LBPAM est en passe de réaliser le premier bouclage de son fonds de dette

le 03/12/2012 L'AGEFI Quotidien / Edition de 7H

CNP Assurances devrait apporter 300 millions d’euros. La Banque Postale doit également réaliser un engagement significatif dans le véhicule

Après un lancement annoncé en octobre, le fonds de dette immobilière et d’infrastructure de la Banque Postale Asset Management (LPBAM) est en passe de réaliser son premier bouclage. «Ce closing sera réalisé d’ici à la fin de l’année. Nous sommes en discussions avec de nombreux institutionnels, principalement français», indique Jean-Luc Enguéhard, président du directoire de LBPAM.

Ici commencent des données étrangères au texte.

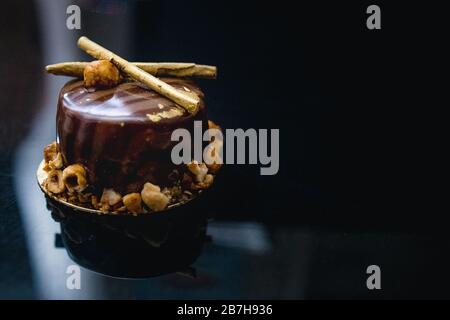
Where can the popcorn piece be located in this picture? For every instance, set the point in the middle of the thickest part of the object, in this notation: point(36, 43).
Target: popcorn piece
point(101, 74)
point(199, 170)
point(54, 182)
point(153, 197)
point(57, 162)
point(74, 177)
point(133, 202)
point(53, 158)
point(110, 197)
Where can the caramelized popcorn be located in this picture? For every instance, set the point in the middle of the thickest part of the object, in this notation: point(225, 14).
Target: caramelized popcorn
point(154, 198)
point(57, 162)
point(101, 74)
point(53, 158)
point(54, 182)
point(110, 197)
point(133, 202)
point(198, 170)
point(50, 151)
point(74, 177)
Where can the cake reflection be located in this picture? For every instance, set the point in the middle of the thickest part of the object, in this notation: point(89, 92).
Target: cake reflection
point(128, 246)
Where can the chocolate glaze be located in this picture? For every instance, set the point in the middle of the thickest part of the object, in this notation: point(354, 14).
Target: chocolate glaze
point(110, 132)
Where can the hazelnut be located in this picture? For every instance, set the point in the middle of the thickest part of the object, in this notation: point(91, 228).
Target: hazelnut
point(153, 197)
point(50, 151)
point(101, 74)
point(199, 170)
point(94, 202)
point(74, 177)
point(110, 197)
point(54, 182)
point(133, 202)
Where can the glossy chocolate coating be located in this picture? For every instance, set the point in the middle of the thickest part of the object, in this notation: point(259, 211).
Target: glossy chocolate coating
point(122, 134)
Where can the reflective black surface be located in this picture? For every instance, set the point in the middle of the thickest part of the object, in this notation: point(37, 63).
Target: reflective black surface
point(361, 129)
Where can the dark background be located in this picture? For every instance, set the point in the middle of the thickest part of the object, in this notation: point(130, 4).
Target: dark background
point(360, 113)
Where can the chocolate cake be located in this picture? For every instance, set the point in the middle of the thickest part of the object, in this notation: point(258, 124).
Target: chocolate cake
point(113, 146)
point(122, 135)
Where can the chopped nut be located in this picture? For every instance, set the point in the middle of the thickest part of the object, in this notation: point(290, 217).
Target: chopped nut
point(212, 156)
point(54, 182)
point(133, 202)
point(153, 197)
point(101, 74)
point(94, 202)
point(84, 197)
point(74, 177)
point(110, 197)
point(206, 183)
point(212, 125)
point(199, 170)
point(186, 181)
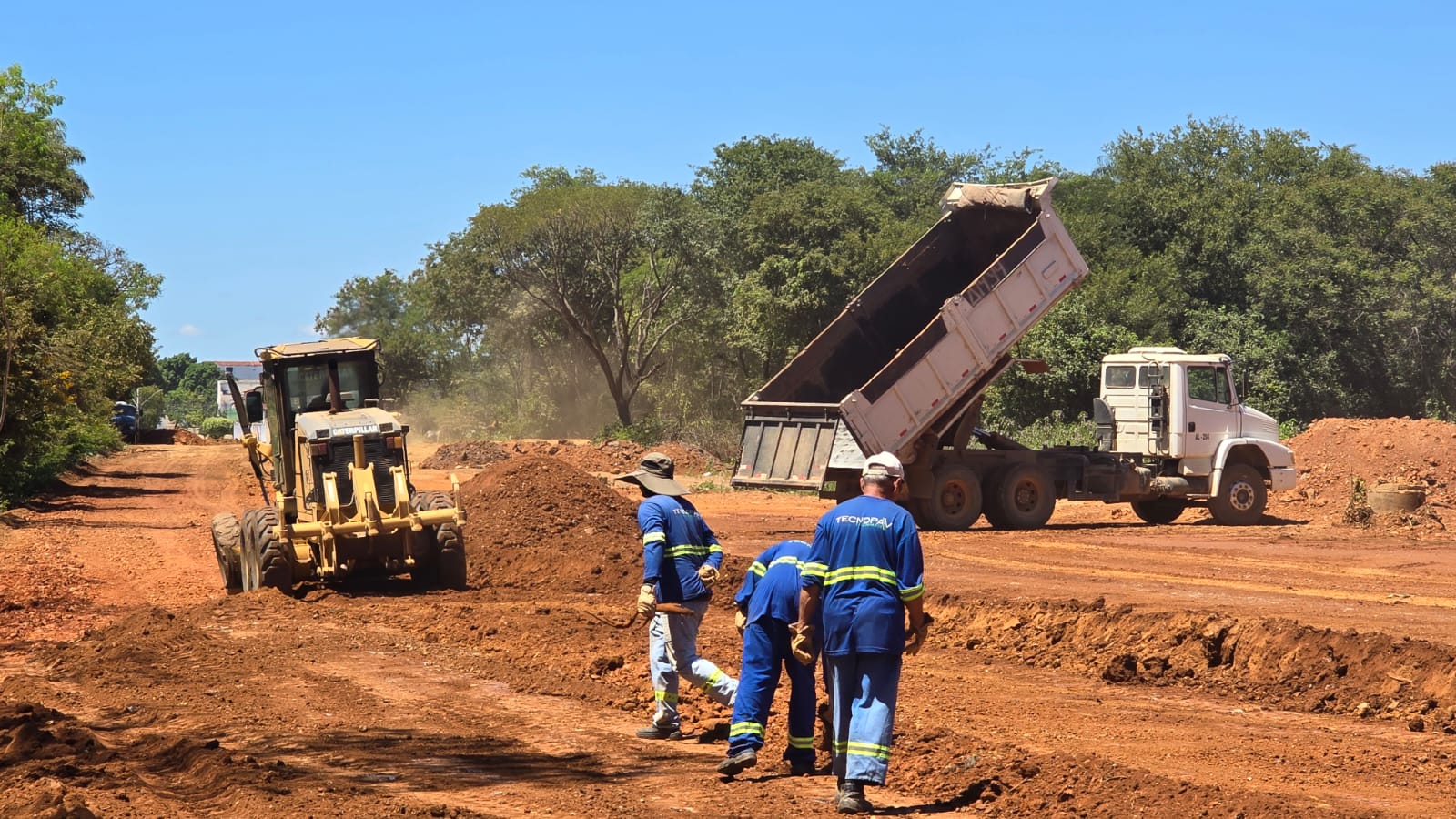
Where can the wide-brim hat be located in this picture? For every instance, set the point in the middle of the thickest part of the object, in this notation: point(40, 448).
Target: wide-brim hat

CNP Assurances devrait apporter 300 millions d’euros, aux côtés de la Banque Postale qui devrait également réaliser un engagement significatif. «Pour certains institutionnels, nous devons gérer le problème d’emprise», explique Vincent Cornet, directeur de la gestion. «Pour d’autres, ayant des contraintes spécifiques, un fonds dédié parallèle pourrait être créé pour mieux répondre à leur problématique», poursuit Jean-Luc Enguéhard.

Parallèlement, LBPAM travaille sur le renforcement de sa gestion crédit. «Nous souhaitons développer nos équipes et disposer d’une gamme plus large», indique Vincent Cornet. Après l’arrivée d’Arnaud Colombel au poste de gérant crédit en septembre, un analyste senior est en passe de rejoindre l’équipe, qui sera composée de six personnes.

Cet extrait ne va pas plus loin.